On the merits of the law, in the 60s/70s, SCOTUS Justice Hugo Black in particular was reading up a lot on the civil war amendments (especially the 14th) and the radical Republicans (very different from the current "Republican" party) who pushed through the amendments. They had intended for the Bill of Rights (plus some unclear/unspecified enumerated rights) to apply against the states via the 14th amendment. This is what the 2nd sentence of the 14th Amendment refers to:
No State shall make or enforce any law which shall abridge the privileges or immunities of citizens of the United States; nor shall any State deprive any person of life, liberty, or property, without due process of law; nor deny to any person within its jurisdiction the equal protection of the laws.
However, this was gutted soon after the civil war by traitorous segregationists and Jim Crow sympathizers on the Supreme Court (primarily in the slaughterhouse cases) and was dead and buried and never heard from for nearly a century.
Sadly, the early republicans are also arguably at fault here. When Salmon Chase died, Ulysses S. Grant picked Morrison Waite to replace him as Chief Justice. Despite some politicians voicing concern over his selection, he was unanimously approved by the senate. Waite ended up being the deciding vote (it was 5-4) in United States v. Cruikshank, by far the WORST supreme court decision ever made. It basically said "the bill of rights doesn't apply to the states" and it overturned the convictions of several white Louisianians who were arrested for killing hundreds of blacks (and 3 whites) in the Colfax massacre.
Yeah, pretty brutal sh!t.
So subsequently, when the Supreme Court started reversing course, and finally enforcing the bill of rights against state governments, and also started moving to finally rule against Jim Crow, they were looking at this. They had a choice; either overrule the earlier segregationist precedent, or ignore it. They went with the John Roberts style solution of overruling it de facto, without actually saying that they overruled it, and simply read it into the clause right after (the due process clause) instead, so that they didn't have to overrule previous (by that point very old) SCOTUS interpretation of the P or I clause. The thing is, the Bill of Rights (in the 9th amendment particularly, though also effectively in some other places) explicitly says that there are unenumerated rights, which therefore also apply via the 14th amendment against the states. This then led to Griswold v Connecticut, which held that "The Connecticut statute forbidding use of contraceptives violates the right of marital privacy which is within the penumbra of specific guarantees of the Bill of Rights" and then that led to Roe v. Wade.
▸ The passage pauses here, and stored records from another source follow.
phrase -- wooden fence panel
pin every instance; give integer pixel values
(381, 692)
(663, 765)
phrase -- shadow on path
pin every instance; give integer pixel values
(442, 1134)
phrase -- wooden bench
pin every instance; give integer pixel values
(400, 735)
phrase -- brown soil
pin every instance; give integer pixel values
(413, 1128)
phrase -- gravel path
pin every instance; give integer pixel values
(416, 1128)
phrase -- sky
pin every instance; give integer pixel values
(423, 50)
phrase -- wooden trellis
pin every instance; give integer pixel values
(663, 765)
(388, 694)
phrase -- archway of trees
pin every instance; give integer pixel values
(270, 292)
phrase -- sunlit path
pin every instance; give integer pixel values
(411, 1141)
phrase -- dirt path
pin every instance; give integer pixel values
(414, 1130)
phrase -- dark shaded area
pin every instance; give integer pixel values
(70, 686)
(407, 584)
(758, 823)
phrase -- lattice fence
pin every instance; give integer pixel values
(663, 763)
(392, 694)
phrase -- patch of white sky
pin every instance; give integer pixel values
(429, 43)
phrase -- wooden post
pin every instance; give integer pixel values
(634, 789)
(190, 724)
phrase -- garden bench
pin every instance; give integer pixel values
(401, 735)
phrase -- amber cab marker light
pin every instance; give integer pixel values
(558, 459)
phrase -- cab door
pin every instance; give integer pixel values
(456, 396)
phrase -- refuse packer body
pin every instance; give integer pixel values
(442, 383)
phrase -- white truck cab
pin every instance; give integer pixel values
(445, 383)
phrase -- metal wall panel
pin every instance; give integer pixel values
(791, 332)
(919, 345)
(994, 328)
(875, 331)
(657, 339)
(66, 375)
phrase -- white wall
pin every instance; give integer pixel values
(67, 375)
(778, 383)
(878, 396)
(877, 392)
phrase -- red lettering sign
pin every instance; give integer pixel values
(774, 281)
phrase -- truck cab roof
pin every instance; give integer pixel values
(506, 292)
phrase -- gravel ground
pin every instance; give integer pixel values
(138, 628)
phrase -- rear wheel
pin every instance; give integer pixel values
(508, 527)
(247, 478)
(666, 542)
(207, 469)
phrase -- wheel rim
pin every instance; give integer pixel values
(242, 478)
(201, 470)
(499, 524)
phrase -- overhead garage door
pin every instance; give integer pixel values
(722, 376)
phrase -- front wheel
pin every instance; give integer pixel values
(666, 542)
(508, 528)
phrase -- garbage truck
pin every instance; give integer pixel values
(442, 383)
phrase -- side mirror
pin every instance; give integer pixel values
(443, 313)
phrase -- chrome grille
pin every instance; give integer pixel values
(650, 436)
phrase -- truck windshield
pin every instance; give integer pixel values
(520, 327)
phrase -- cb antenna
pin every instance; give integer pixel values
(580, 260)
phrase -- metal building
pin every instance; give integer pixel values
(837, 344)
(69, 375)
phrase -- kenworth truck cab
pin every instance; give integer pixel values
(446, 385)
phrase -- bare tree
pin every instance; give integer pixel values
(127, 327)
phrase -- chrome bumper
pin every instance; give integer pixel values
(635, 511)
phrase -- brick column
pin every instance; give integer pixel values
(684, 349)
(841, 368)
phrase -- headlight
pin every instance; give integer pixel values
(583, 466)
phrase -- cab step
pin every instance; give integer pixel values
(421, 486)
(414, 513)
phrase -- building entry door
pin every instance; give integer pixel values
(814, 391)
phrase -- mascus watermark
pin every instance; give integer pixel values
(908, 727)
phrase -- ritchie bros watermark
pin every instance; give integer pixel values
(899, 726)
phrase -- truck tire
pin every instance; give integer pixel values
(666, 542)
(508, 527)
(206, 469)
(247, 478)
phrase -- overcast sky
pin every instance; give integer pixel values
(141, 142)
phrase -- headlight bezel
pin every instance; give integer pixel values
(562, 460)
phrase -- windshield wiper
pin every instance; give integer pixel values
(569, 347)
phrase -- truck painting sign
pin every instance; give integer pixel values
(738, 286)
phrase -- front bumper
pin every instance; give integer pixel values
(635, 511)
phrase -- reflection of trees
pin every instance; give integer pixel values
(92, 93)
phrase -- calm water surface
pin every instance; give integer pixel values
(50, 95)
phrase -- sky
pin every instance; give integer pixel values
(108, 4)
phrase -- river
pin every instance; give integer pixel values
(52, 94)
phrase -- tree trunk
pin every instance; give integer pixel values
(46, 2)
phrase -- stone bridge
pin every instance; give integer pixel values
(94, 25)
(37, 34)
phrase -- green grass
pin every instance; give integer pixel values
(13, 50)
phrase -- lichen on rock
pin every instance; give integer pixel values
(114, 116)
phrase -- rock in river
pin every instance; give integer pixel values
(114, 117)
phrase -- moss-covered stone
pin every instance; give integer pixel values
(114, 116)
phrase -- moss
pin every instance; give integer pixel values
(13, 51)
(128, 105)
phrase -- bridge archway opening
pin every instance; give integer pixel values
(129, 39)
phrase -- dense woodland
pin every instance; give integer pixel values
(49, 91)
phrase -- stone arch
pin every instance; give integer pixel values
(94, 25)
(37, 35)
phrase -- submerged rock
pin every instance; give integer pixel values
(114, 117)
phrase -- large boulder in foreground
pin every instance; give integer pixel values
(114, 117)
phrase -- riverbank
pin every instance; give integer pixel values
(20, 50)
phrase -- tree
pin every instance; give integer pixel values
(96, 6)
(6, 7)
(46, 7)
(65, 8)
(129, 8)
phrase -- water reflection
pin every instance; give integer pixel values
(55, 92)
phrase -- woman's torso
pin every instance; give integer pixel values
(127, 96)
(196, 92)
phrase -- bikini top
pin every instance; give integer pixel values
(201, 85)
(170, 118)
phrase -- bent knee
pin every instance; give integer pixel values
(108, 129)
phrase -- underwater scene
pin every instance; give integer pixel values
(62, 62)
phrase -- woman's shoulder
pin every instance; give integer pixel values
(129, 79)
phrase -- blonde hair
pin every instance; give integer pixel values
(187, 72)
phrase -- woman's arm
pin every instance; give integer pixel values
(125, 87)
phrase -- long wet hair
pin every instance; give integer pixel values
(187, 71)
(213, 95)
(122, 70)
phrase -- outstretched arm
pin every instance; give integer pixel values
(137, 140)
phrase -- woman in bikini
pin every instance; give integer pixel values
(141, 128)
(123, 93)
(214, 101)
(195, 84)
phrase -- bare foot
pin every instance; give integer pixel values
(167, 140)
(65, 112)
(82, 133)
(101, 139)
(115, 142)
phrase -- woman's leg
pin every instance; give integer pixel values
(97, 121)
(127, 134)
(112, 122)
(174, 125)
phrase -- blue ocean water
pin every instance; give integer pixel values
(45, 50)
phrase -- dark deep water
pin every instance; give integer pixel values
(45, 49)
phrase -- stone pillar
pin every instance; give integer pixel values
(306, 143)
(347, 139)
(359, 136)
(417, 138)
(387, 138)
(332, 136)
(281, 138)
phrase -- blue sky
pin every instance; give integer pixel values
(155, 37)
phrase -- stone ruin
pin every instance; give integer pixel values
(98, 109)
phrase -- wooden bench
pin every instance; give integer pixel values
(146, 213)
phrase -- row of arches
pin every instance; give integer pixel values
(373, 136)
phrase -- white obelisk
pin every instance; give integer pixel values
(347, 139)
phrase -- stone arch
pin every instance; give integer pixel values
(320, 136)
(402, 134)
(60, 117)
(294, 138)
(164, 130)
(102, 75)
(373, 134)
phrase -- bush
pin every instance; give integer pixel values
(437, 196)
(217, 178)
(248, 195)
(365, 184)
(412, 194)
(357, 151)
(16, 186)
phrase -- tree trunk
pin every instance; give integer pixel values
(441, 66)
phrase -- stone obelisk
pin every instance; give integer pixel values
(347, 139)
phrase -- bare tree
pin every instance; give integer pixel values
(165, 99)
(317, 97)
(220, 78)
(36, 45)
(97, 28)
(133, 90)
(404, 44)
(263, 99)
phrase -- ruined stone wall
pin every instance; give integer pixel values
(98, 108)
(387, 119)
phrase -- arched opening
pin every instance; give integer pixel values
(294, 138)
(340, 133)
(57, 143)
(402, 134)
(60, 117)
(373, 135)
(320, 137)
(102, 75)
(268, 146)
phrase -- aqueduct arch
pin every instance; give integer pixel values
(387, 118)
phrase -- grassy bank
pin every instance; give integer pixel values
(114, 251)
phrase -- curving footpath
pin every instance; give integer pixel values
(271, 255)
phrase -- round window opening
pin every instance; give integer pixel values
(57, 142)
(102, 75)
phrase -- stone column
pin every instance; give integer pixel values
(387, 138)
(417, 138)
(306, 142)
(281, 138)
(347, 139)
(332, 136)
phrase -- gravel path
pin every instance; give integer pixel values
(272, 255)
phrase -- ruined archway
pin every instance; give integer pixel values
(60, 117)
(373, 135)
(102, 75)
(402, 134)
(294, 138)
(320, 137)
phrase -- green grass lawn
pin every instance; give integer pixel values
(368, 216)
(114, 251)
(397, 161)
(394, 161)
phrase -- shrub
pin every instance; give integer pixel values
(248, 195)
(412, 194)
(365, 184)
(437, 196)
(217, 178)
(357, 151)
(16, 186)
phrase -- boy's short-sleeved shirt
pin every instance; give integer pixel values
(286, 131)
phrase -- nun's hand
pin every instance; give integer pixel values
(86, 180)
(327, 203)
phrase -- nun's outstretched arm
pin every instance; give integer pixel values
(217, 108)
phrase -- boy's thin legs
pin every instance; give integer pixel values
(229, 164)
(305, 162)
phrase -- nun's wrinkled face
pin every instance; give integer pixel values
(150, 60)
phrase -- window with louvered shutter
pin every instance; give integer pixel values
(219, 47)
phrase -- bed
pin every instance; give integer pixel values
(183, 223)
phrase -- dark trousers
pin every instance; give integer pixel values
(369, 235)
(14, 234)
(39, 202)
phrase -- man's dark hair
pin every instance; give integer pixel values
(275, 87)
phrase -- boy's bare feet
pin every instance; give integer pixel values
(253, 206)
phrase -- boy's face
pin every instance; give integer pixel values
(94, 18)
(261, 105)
That looks like just judicial activism/fabrication by the Supreme Court if you are actually just looking at the Due Process clause (which at first glance seems fair enough, since that is what they do refer to). But if you recognize that the P or I clause was intended to do this in the first place, and that really they were just applying the intent for the P or I clause to the Due Process clause, then you recognize that Roe v. Wade was not judicial activism at all. Rather, the judicial activism was conducted 100 years beforehand by the segregationists who gutted the 14th amendment in the first place and stripped it of its intended application. It would probably have been a better call for the sake of clarity for SCOTUS in the 1960s/70s to do this via the P or I clause, but SCOTUS (even the Warren Court) is a small c conservative institution that doesn't like to overrule very old precedent, so they avoided doing that, with the result that they distorted popular understanding of their decision and made it seem illegitimate, when in reality it was not.
This is a fair point, and arguably they SHOULD have overturned the old reconstruction (and post reconstruction) supreme court rulings outright. But the Supreme Court has this bizarre tendency to try and wriggle it through existing precident, which is part of why Roe is often seen as "judicial activism" by critics.
John Roberts will now almost certainly try to do a similar sort of thing regarding Roe as SCOTUS earlier did regarding much segregationist precedent; overturning it in reality while not saying that he has overturned it. The only question is if the other 5 partisan Republicans on SCOTUS let him get away with his deceptive trickery, or if they want to say the words "Roe v. Wade is overturned."
Correct, they won't overturn Roe because that would be a political sh**tshow. No, instead they'll say the Texas and Mississippi so-called "heartbeat" laws (what's being measured isn't a heartbeat, it's electrical activity) are somehow "not an undue burden on the woman", corrupting the logic of Planned Parenthood v. Casey and coming up with a bullsh!t way to allow the law to stay in place. So Roe will more or less stay in force, but only on paper.
I'm not sure if Roberts will rule with the other 5 conservative judges though. He joined the liberals in trying to block the Texas bill from entering force, even though he opposes abortion. But we'll have to wait and see :/
I don't think Oberfell will be overturned, IIRC Neil Gorsuch wouldn't approve of that. Roberts was in the minority in Oberfell, but I doubt he really cares enough to overturn it at this point, so arguably there's not as much of a threat to Oberfell.